Archive for April, 2023

ODI in the hybrid database world – Oracle ADW – OCI/CLI + DBMS_CLOUD

Posted in Autonomous Database, Cloud, ODI with tags , , on April 14, 2023 by Rodrigo Radtke de Souza

Written on April 14, 2023 by Rodrigo Radtke de Souza

Hi! In all the previous posts about ODI in the hybrid database world, I always showed two versions of data loads for each technology, one being JDBC and another with text files. In the case of Oracle ADW, I posted just the JDBC example. So, let me correct that today. Let’s see how you can also use text files to load data into Oracle ADW tables.
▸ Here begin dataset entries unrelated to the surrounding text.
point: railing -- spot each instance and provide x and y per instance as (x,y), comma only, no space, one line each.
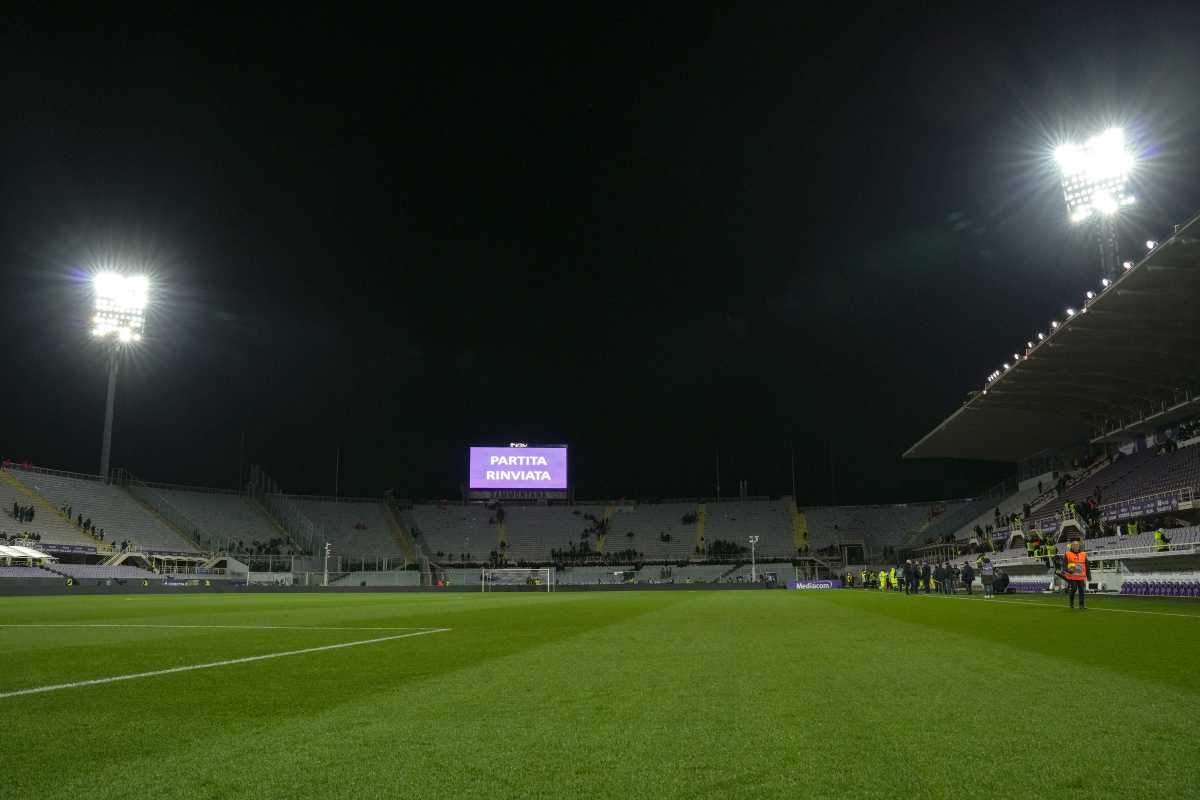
(61,473)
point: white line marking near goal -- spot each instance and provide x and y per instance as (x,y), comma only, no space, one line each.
(155,673)
(1095,608)
(219,627)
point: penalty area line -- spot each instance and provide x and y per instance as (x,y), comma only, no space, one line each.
(211,665)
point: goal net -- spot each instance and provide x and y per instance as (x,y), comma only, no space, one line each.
(513,579)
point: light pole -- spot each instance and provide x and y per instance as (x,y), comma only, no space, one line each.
(329,549)
(1095,184)
(118,320)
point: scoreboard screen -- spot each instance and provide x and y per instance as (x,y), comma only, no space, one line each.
(519,468)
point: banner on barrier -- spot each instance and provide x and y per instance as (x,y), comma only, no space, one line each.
(815,584)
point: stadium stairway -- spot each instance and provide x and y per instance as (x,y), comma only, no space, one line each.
(799,527)
(399,533)
(603,539)
(64,531)
(167,523)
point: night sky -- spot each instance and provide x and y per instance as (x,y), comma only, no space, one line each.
(649,235)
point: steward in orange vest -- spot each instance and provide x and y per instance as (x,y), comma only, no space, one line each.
(1075,572)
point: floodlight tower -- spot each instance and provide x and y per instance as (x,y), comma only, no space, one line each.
(118,322)
(1095,184)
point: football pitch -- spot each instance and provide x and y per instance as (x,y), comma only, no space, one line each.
(598,695)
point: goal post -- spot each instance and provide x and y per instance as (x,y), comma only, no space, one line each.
(516,579)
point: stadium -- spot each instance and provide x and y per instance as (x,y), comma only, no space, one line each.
(501,625)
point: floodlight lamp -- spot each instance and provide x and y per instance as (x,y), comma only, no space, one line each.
(120,302)
(1095,174)
(1105,203)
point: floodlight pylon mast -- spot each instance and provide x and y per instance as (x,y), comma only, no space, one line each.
(1109,245)
(106,449)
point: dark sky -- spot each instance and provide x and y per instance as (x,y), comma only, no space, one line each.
(649,235)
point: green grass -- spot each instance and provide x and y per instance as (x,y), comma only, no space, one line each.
(594,695)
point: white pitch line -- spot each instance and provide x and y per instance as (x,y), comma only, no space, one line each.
(219,627)
(155,673)
(1095,608)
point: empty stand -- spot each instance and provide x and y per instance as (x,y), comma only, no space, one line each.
(109,507)
(454,529)
(354,527)
(768,519)
(876,525)
(53,528)
(223,516)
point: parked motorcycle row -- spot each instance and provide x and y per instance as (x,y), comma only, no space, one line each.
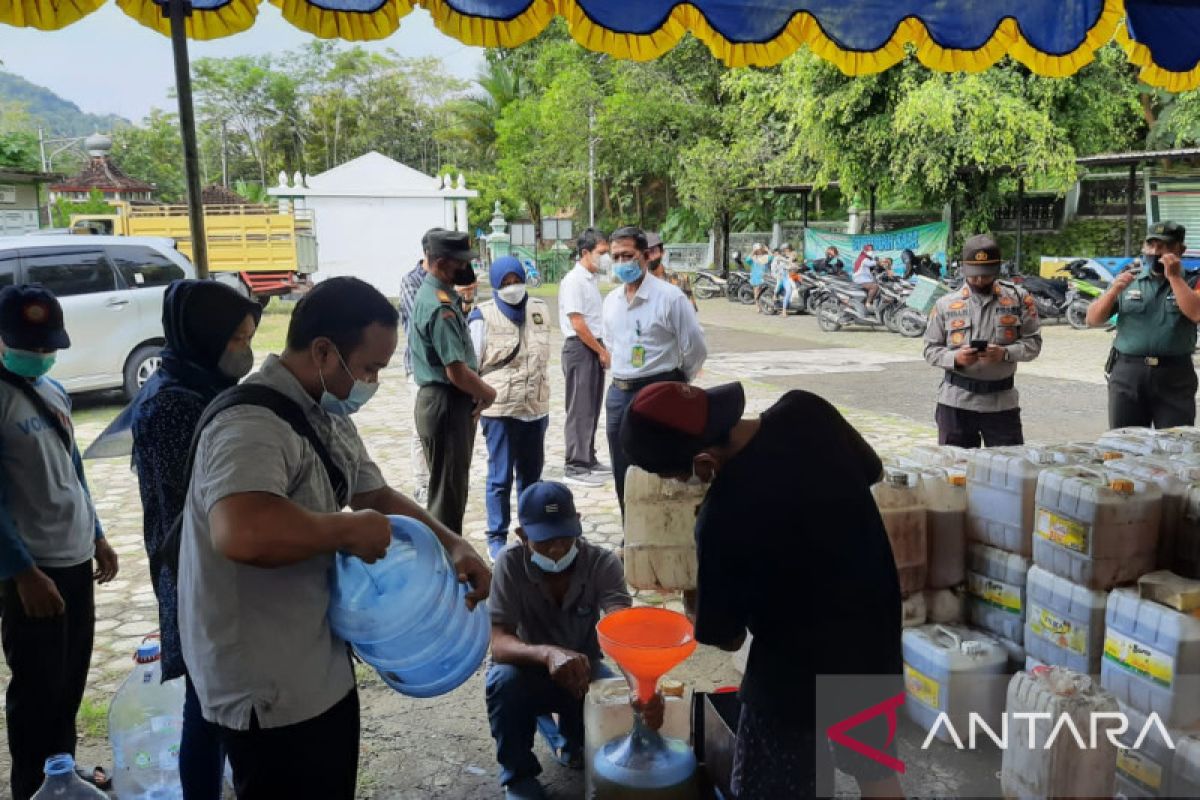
(838,302)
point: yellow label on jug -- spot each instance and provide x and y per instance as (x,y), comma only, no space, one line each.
(1002,595)
(1139,769)
(921,687)
(1137,657)
(1066,533)
(1062,632)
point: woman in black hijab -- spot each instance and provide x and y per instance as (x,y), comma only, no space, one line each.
(209,329)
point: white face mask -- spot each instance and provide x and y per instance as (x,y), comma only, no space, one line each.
(511,294)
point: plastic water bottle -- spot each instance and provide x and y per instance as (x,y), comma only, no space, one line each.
(145,722)
(406,617)
(63,783)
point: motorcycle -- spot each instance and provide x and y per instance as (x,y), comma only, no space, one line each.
(846,305)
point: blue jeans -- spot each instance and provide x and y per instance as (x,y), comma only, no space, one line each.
(513,447)
(201,757)
(521,699)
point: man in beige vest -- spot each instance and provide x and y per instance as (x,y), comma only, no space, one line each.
(511,338)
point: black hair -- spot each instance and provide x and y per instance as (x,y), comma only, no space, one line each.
(588,240)
(630,232)
(340,310)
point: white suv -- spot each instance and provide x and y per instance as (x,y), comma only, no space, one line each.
(111,289)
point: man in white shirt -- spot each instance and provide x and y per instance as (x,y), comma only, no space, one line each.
(585,359)
(652,332)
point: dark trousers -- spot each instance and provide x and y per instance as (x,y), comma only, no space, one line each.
(516,698)
(48,659)
(585,392)
(201,757)
(1143,396)
(315,759)
(963,428)
(513,447)
(447,431)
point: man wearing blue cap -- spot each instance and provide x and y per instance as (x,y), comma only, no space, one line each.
(546,600)
(510,334)
(49,535)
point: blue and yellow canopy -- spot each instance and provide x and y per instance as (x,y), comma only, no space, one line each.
(1053,37)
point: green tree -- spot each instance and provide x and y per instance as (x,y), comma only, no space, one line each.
(154,151)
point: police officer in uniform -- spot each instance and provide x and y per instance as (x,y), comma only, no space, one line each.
(977,336)
(1151,378)
(451,394)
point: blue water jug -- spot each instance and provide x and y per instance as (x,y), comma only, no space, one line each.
(63,783)
(406,617)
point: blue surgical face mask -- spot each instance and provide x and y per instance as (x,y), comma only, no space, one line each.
(546,564)
(28,364)
(628,271)
(359,395)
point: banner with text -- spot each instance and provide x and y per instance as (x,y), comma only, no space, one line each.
(922,240)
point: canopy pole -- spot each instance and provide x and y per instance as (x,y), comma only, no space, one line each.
(1020,218)
(178,10)
(1131,190)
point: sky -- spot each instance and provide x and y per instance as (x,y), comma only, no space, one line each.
(108,64)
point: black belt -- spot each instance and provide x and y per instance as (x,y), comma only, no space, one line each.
(1156,360)
(979,386)
(642,383)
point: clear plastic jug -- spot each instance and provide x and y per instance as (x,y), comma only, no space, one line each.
(406,617)
(145,722)
(63,783)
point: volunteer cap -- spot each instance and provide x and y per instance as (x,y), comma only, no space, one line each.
(546,510)
(669,422)
(31,319)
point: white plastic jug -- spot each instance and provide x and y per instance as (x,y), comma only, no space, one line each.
(1002,487)
(660,531)
(942,671)
(996,591)
(1065,623)
(945,494)
(1031,769)
(899,500)
(145,722)
(1095,530)
(1152,657)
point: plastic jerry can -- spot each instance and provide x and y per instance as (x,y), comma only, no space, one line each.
(1145,771)
(942,671)
(945,493)
(898,497)
(1002,487)
(1063,623)
(1096,531)
(996,591)
(1032,769)
(1170,480)
(945,606)
(660,531)
(1152,657)
(1185,780)
(145,723)
(607,715)
(912,609)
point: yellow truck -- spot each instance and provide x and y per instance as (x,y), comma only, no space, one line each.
(255,248)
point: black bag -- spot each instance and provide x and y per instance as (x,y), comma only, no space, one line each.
(43,408)
(283,408)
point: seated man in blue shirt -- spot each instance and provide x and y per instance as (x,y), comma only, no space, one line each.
(547,596)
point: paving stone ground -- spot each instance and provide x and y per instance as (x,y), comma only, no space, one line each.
(441,749)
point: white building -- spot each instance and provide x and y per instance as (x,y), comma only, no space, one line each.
(370,216)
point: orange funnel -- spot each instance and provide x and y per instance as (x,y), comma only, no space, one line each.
(646,643)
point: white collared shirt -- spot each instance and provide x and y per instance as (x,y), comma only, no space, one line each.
(660,320)
(579,293)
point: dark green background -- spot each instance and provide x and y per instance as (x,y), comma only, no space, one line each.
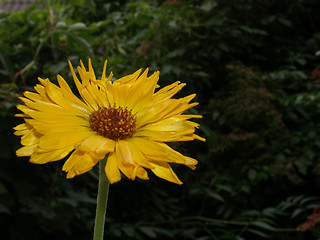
(254,67)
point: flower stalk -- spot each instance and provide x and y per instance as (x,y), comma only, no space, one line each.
(102,200)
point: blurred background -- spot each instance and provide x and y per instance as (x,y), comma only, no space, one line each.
(255,67)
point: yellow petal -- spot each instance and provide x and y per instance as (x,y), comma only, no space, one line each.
(56,140)
(163,170)
(97,143)
(45,157)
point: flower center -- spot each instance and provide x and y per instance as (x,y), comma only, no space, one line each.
(113,123)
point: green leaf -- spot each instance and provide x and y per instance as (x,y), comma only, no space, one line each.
(263,225)
(77,26)
(149,231)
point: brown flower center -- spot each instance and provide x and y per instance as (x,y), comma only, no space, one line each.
(113,123)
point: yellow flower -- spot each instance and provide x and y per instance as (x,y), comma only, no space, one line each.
(126,119)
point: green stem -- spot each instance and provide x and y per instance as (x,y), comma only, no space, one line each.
(102,201)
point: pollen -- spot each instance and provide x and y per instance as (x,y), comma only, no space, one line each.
(114,123)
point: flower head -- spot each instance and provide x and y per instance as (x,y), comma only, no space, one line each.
(127,119)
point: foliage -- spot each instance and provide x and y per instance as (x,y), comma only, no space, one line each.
(254,68)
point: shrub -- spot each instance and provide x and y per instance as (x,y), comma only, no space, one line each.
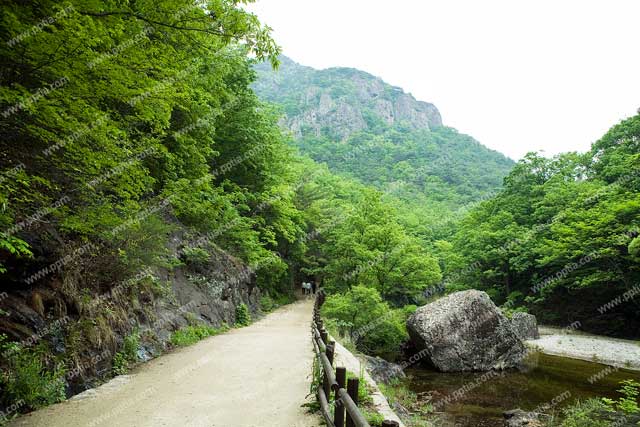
(628,403)
(120,364)
(243,317)
(372,326)
(195,256)
(267,304)
(585,414)
(128,355)
(27,378)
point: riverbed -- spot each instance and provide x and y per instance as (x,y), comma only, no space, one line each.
(544,379)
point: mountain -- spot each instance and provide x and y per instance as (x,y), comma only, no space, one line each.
(365,128)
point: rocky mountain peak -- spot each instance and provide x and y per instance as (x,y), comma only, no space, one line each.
(340,101)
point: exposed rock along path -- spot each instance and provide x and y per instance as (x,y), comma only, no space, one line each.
(256,376)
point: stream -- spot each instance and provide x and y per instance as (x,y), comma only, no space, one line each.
(541,380)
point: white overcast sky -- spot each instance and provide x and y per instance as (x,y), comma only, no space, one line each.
(519,76)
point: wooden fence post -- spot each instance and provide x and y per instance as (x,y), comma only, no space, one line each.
(324,335)
(352,390)
(329,352)
(338,414)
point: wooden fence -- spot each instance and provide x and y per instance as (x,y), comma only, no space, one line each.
(344,399)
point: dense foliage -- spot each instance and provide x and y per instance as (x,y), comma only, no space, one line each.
(132,140)
(562,233)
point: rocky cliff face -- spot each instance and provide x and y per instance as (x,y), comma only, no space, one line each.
(340,101)
(83,327)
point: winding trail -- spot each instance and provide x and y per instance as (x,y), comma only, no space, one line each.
(256,376)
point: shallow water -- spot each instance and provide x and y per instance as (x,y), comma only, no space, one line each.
(543,379)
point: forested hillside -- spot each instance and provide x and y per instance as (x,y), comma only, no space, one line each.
(363,127)
(561,238)
(149,198)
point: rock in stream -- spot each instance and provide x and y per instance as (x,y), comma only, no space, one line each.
(465,331)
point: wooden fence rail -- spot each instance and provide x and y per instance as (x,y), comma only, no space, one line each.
(345,399)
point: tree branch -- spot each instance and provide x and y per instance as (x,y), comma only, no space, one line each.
(152,21)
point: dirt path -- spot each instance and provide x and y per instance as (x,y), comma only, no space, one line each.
(251,377)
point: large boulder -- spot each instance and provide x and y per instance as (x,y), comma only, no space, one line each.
(525,326)
(465,331)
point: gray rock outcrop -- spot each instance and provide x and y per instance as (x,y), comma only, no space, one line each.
(525,326)
(465,331)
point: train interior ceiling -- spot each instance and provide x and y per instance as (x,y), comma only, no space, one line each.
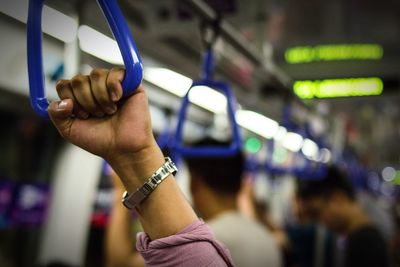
(281,59)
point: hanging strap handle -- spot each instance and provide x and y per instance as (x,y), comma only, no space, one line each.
(120,29)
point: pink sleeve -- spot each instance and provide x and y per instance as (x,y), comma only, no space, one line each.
(193,246)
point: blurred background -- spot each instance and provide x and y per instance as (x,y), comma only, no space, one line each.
(316,82)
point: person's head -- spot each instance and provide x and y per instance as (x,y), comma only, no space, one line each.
(214,178)
(329,200)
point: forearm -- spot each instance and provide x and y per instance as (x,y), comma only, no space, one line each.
(119,242)
(165,212)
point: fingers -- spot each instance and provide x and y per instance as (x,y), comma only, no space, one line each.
(95,94)
(81,88)
(60,113)
(98,78)
(113,83)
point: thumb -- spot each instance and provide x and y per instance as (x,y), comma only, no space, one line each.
(60,114)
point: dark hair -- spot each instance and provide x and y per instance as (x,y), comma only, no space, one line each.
(222,174)
(333,181)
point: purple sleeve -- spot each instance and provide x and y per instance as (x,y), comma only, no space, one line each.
(193,246)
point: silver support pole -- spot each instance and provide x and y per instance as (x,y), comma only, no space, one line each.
(231,35)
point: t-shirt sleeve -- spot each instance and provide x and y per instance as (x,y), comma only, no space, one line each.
(366,248)
(193,246)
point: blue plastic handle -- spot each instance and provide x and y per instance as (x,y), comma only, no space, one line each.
(236,143)
(120,29)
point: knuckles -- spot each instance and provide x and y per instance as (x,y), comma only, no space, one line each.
(78,81)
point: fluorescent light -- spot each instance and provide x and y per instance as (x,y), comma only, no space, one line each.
(325,155)
(55,23)
(310,149)
(169,80)
(338,88)
(179,84)
(292,141)
(257,123)
(280,134)
(306,54)
(208,98)
(99,45)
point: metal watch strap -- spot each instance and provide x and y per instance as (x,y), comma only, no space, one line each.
(135,198)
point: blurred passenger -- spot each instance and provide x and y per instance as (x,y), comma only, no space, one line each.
(215,185)
(119,244)
(91,116)
(332,200)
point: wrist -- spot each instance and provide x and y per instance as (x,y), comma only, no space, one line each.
(135,168)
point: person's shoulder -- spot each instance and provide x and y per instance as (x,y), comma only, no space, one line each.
(366,234)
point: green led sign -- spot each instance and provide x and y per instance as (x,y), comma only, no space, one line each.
(338,88)
(306,54)
(396,180)
(253,145)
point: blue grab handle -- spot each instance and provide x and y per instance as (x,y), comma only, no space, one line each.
(236,143)
(120,29)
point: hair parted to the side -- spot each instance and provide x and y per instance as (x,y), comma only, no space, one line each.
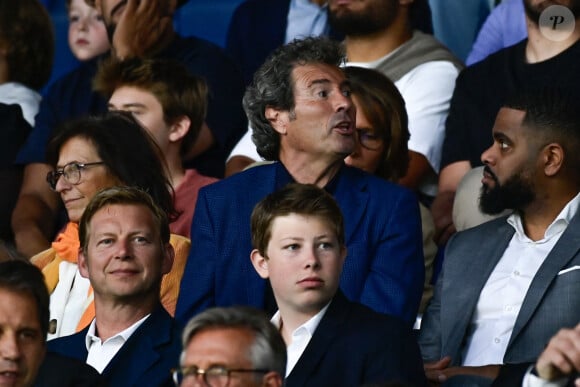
(268,350)
(130,154)
(24,278)
(553,115)
(179,92)
(300,199)
(273,86)
(122,195)
(27,34)
(383,105)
The process is very similar to what we have been doing for some time now. We will duplicate “IKM SQL to File Append” and add some extra steps in the end of it to push the file to the cloud and load the target table. In the ADW case, we will need a couple of things to make it work:

  • An Oracle Bucket, which is a container for storing objects in a compartment within an Object Storage namespace in the Oracle cloud. More information about it here.
  • Install OCI CLI, which ODI will call to push the file to the Oracle Bucket. The steps on how to install it can be found here.

Those two you will need to create and install before proceeding. There is a third component needed, but this one already exists in the Oracle ADW: DBMS_CLOUD package. You may read about it here.

This package will be used to push the data from Oracle Bucket to Oracle ADW table. There is a configuration that you may need to do regarding DBMS_CLOUD credentials, but I’ll talk about it later.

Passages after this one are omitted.